Close ups of inside the Triang House

I realised that the photos I posted of my earliest dollshouse are not very close up. They were taken over 25 years ago with a very simple camera and were the closest I could get without blurring the images. Now that I have a rather better, digital camera, I have tried experimenting with taking close up photos of some of the furniture in situ, though the photos still aren't great but do give some idea.
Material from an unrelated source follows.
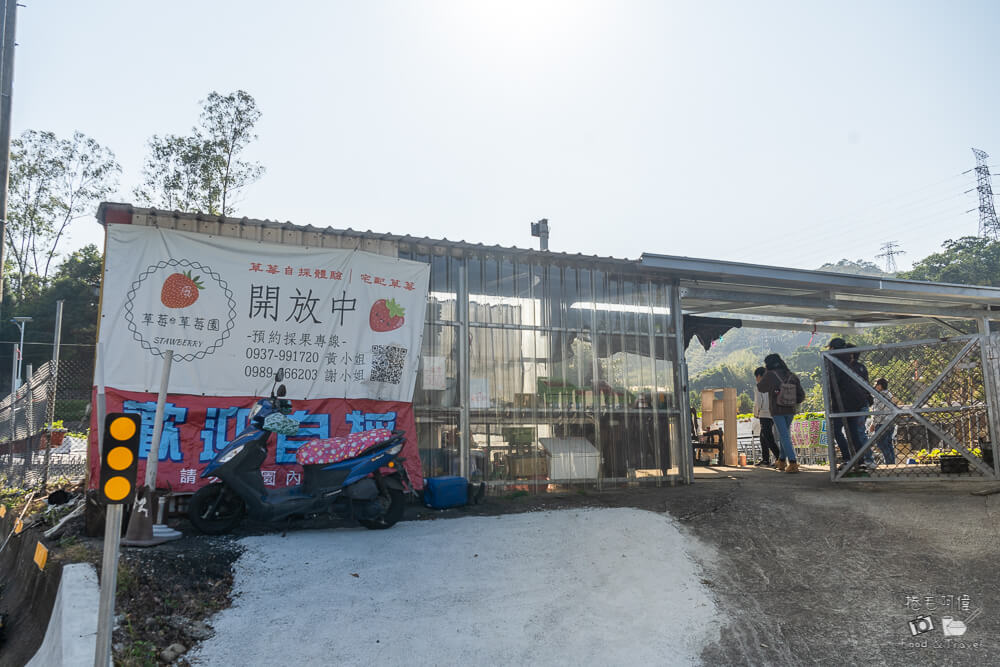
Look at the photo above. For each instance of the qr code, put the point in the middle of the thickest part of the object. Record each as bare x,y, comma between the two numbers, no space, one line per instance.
387,363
Bedroom with beds over quilted!

You will see from these photos that the layout of the bedroom has changed a bit. In the earlier photos, there were plenty of little inhabitants of the house, and they all needed beds. The Triang house is very cramped (it was one of my earliest desires to enlarge it, I dreamed of a staircase) and for a family this size, bunk beds were necessary. The earlier photo has reminded me that I actually made a simple bunk out of pieces of wood in my father's garage (where the house had been reassembled by my grandfather some years before), and I now realise why the two remaining beds have so many quilts - because I made quilts for all 3 bunk levels of the rather chunky bed which no longer survives.

In the bedroom, the two beds and the bureau came with the house when my grandparents brought it over, I assume they were the furniture that my mother owned. I adored the bureau as it is lined with red inside the top for the writing desk, and the drawers really come out and in. My sister once found a tiny white feather and we poked this in a bead for the inkstand, to fit the writing desk. The beds and bureau are nicely made of plywood. I bought the wardrobe in an antique shop in Bath during a visit to England in 1985, along with the little bedside table. The jug and bowl were made by fay of Cape Town, there is a similar green one in the sitting room. These items delighted me as a child. Also upstairs is the ancient lead bath, which as you will see from the photos is very scratched, revealing the lead.


The detail of the bath also made it special
to me despite the fact that lead isn't a safe material for a plaything.

In the sitting room are the original chairs that came with the house (re-covered by me), along with the fireplace and coal scuttle, which are made of metal (cast iron I think). These are truly lovely and detailed and I am so relieved we didn't lose them when we were small (though I notice the central bar of the fireplace is broken off), like we did the black plastic (but very elegant) grand piano that my grandparents brought over with a little lamp when the house was rebuilt. They also brought a family of 4 dolls, sadly long since lost. I subsequently bought lots of little plastic baby dolls with sweet faces and moving limbs from the local shop, I've still got these, but they are currently in storage, so I can't photograph them.

The fireplace and coal scuttle - if you can help identify the maker
of these, I'd be very pleased.

The red piano is the treasured replacement for the plastic grand, as my mother visited England without us in 1981 and brought back a collection of items for the dollshouse, including the new standard lamp and the wonderful piano with a lift up lid and smart little stool. The grandfather clock is actually a pencil sharpener cover, but is nicely to scale for this house and seemed to fit the other furniture in this room.

The red piano with the yellow plastic telephone,
and the green jug and bowl by fay.

2 comments:

Rebecca said...

I love the chairs!
Are there any marks on the fireplace and coal scuttle? Some manufacturers stamped initials on their goods, which can help identify them.

DollMum said...

no markings unfortunately, I had looked before but have looked again to double check.